Thomas Arthur Rickard was the son of Thomas Arthur Rickard and Rachel Octavia Forbes. He was one of the world's foremost mining engineers, known mainly for his exceptional writing and editing. He studied at Queen's College, Taunton (England), the University of London, and the Royal School of Mines, London, graduating at the latter institution in 1885. He became an Associate of the Royal School of Mines (ARSM) and was awarded the degree Doctor of Science (DSc). In 1885 he went to Colorado, United States, where he worked as an assayer and mine surveyor, and from 1886 to 1889 as a mine manager. Thereafter he practiced as a consulting mining engineer, investigating numerous mines in England and Australia. He travelled in Australia and New Zealand (1891), worked for a time in Denver, Colorado (1892), and served as State Geologist of Colorado (1895-1901). He was the editor of the Engineering and Mining Journal (New York, 1903-1905), editor of the Mining and Scientific Press, San Francisco, (1905-1909 and again 1915-1922), and Editor of the Mining Magazine (London, 1909-1915). During 1925-1929 he undertook travels in Africa and the Mediterranean.

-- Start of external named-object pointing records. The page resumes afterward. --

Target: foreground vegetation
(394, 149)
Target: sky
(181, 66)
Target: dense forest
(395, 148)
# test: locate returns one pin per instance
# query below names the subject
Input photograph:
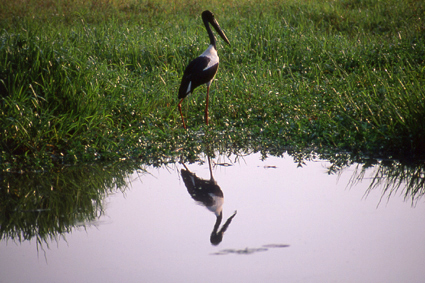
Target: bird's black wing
(196, 75)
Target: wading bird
(203, 69)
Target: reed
(97, 80)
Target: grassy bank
(94, 80)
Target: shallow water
(292, 225)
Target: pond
(271, 220)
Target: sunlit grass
(93, 80)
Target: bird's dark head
(208, 16)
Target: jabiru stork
(202, 69)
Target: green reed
(98, 80)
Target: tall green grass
(84, 81)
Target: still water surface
(292, 225)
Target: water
(292, 225)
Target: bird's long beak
(216, 26)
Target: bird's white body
(210, 53)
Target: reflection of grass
(97, 80)
(392, 177)
(44, 206)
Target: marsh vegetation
(98, 80)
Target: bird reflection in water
(209, 194)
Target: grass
(82, 81)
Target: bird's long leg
(206, 105)
(181, 114)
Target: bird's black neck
(210, 34)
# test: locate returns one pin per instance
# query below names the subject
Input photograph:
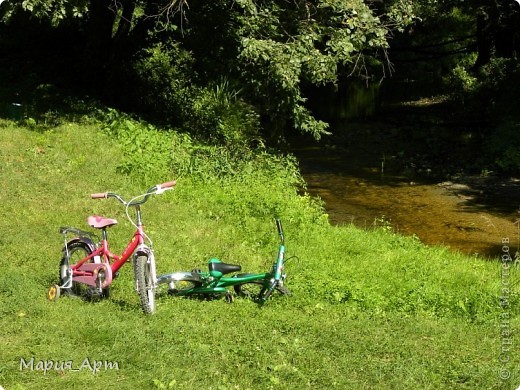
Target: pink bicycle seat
(99, 222)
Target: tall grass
(369, 309)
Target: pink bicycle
(88, 267)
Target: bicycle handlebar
(157, 189)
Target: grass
(369, 310)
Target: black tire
(77, 251)
(144, 284)
(256, 288)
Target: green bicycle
(214, 283)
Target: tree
(271, 48)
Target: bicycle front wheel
(144, 283)
(255, 289)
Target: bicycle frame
(214, 281)
(99, 267)
(89, 272)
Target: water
(360, 185)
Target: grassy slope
(369, 309)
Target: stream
(382, 175)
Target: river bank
(411, 178)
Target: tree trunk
(99, 40)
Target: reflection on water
(458, 216)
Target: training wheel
(53, 293)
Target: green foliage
(380, 308)
(169, 93)
(505, 145)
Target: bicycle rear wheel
(144, 283)
(77, 251)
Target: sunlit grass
(369, 310)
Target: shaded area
(414, 174)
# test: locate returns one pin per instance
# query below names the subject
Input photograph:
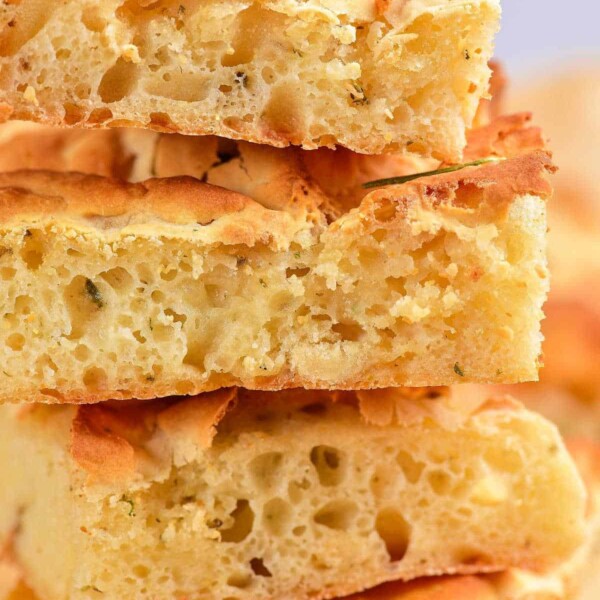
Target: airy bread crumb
(370, 76)
(174, 286)
(143, 500)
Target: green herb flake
(94, 293)
(407, 178)
(214, 524)
(131, 505)
(242, 78)
(358, 96)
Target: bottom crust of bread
(295, 495)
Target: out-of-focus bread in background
(566, 103)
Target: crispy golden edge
(104, 436)
(183, 199)
(456, 587)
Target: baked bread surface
(177, 286)
(239, 494)
(369, 75)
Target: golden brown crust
(506, 136)
(467, 587)
(325, 182)
(197, 418)
(491, 108)
(105, 437)
(491, 188)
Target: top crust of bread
(370, 75)
(282, 232)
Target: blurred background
(539, 36)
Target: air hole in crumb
(337, 514)
(15, 342)
(472, 557)
(184, 388)
(141, 571)
(53, 394)
(411, 468)
(468, 196)
(243, 521)
(95, 379)
(157, 296)
(379, 235)
(176, 317)
(99, 115)
(300, 272)
(394, 531)
(239, 580)
(385, 212)
(264, 469)
(328, 463)
(258, 567)
(73, 113)
(139, 337)
(7, 273)
(168, 275)
(32, 251)
(276, 516)
(118, 81)
(118, 279)
(316, 408)
(81, 353)
(82, 301)
(348, 332)
(440, 482)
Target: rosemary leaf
(407, 178)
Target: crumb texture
(284, 503)
(370, 76)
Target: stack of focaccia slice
(206, 342)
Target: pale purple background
(538, 35)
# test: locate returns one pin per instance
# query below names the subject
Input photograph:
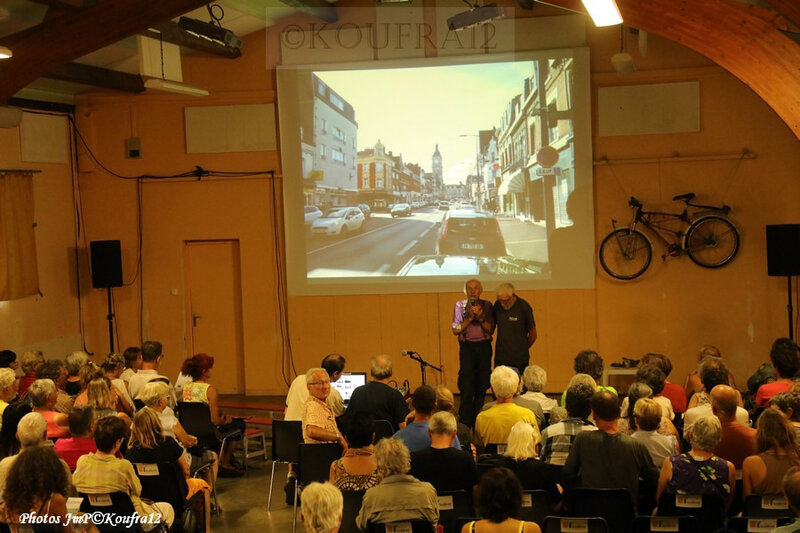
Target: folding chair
(352, 505)
(313, 464)
(286, 435)
(709, 509)
(563, 524)
(614, 505)
(652, 524)
(452, 505)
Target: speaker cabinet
(106, 264)
(783, 250)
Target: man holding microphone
(473, 325)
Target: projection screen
(415, 175)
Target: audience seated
(712, 372)
(499, 503)
(415, 434)
(535, 378)
(81, 441)
(319, 422)
(694, 383)
(445, 401)
(493, 425)
(647, 417)
(627, 422)
(590, 363)
(55, 370)
(30, 363)
(521, 458)
(149, 445)
(74, 362)
(42, 395)
(112, 368)
(133, 362)
(791, 489)
(8, 389)
(777, 452)
(672, 391)
(786, 402)
(738, 440)
(356, 470)
(785, 363)
(30, 434)
(200, 390)
(377, 397)
(607, 458)
(37, 483)
(152, 355)
(321, 508)
(699, 471)
(557, 438)
(399, 496)
(102, 472)
(298, 392)
(440, 464)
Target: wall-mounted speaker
(106, 264)
(783, 250)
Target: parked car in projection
(401, 210)
(470, 233)
(311, 213)
(339, 221)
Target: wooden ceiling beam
(97, 77)
(54, 42)
(171, 32)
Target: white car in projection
(339, 221)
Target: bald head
(724, 400)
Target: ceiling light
(174, 87)
(603, 12)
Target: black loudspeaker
(783, 250)
(106, 264)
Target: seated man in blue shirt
(415, 434)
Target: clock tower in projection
(438, 184)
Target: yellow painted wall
(674, 308)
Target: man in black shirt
(442, 466)
(516, 329)
(377, 397)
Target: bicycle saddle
(688, 197)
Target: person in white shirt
(298, 391)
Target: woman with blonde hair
(777, 453)
(148, 445)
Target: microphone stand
(423, 364)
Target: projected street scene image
(436, 170)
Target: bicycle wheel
(712, 241)
(625, 254)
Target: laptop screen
(347, 383)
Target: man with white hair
(516, 329)
(31, 432)
(377, 397)
(473, 325)
(493, 425)
(319, 422)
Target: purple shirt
(473, 332)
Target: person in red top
(785, 364)
(738, 441)
(674, 392)
(82, 440)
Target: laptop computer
(347, 383)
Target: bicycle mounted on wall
(704, 234)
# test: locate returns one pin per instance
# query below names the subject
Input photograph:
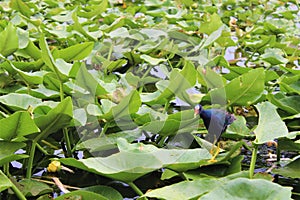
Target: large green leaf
(5, 183)
(270, 126)
(123, 166)
(59, 117)
(129, 104)
(290, 104)
(184, 190)
(290, 170)
(136, 160)
(33, 188)
(106, 191)
(180, 122)
(82, 195)
(8, 152)
(9, 40)
(86, 81)
(75, 52)
(243, 90)
(242, 188)
(179, 82)
(19, 101)
(22, 7)
(17, 125)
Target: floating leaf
(5, 182)
(19, 101)
(82, 195)
(243, 90)
(290, 170)
(75, 52)
(108, 192)
(270, 126)
(17, 125)
(184, 190)
(241, 188)
(59, 117)
(8, 152)
(33, 188)
(9, 40)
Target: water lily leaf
(7, 152)
(184, 190)
(239, 189)
(213, 37)
(151, 60)
(22, 7)
(180, 122)
(136, 160)
(212, 24)
(5, 182)
(237, 129)
(243, 90)
(179, 82)
(181, 160)
(82, 195)
(75, 52)
(290, 104)
(9, 40)
(59, 117)
(32, 188)
(108, 192)
(86, 81)
(31, 78)
(41, 93)
(17, 125)
(108, 141)
(274, 56)
(94, 10)
(19, 101)
(129, 104)
(123, 166)
(290, 170)
(78, 27)
(270, 126)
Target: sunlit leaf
(270, 126)
(8, 152)
(9, 40)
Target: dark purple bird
(215, 121)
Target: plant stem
(161, 141)
(18, 193)
(68, 143)
(42, 149)
(167, 104)
(104, 129)
(30, 161)
(135, 188)
(253, 160)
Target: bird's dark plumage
(215, 121)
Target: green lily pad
(290, 170)
(270, 126)
(243, 90)
(19, 101)
(17, 126)
(82, 195)
(7, 152)
(242, 188)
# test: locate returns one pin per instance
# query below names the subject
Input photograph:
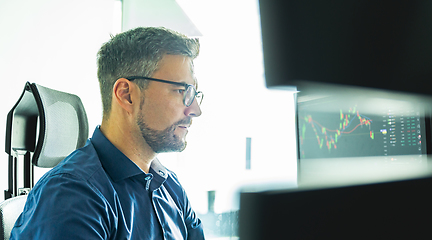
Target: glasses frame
(185, 85)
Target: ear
(122, 94)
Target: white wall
(52, 43)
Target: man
(115, 187)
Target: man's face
(164, 119)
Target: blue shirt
(99, 193)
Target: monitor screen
(336, 127)
(357, 137)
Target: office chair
(42, 128)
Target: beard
(161, 141)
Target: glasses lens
(189, 95)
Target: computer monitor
(360, 136)
(391, 210)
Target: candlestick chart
(335, 133)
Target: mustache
(185, 121)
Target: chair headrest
(47, 122)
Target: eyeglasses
(190, 93)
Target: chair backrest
(10, 210)
(44, 127)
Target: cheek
(160, 115)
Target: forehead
(176, 68)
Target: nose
(193, 110)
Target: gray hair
(137, 52)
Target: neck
(130, 142)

Rickard wrote numerous publications relating mainly to mining engineering, especially in gold mining. Some of these were relevant to southern Africa, for example, Interviews with mining engineers (San Francisco, 1922), which included the South African careers of Charles Butters*, J. Hennen Jennings*, Thomas H. Leggett*, and Henry C. Perkins; a paper on "A journey to South Africa" (Engineering and Mining Journal, 1926) which actually dealt with his travels in central Africa; and two articles in Nature (1930) on "Early Rhodesian gold" and "Ancient metallurgy in Rhodesia". His other works included The stamp milling of gold ores (1897), The sampling and estimation of ore in a mine (1904), The copper mines of Lake Superior (1905), The economics of mining (1905), Pyrite smelting (1905), A guide to technical writing (1908), Concentration by flotation (1921), A history of American mining (1932), Man and metals (1932), Retrospect, an autobiography (1937), and many papers on related topics.
One Thomas Rickard wrote The gold fields of the Transvaal, with an appendix on the adjacent coal and iron of Natal, which was published in London in 1884 (SA Bibliography, 1979). It dealt with the geographical position, physical features, geology, topography, climate, and roads of the South African Republic (Transvaal), as well as the history of gold discovery there. The author may have been Thomas Arthur Rickard, although he would have been only 20 years old at the time of publication.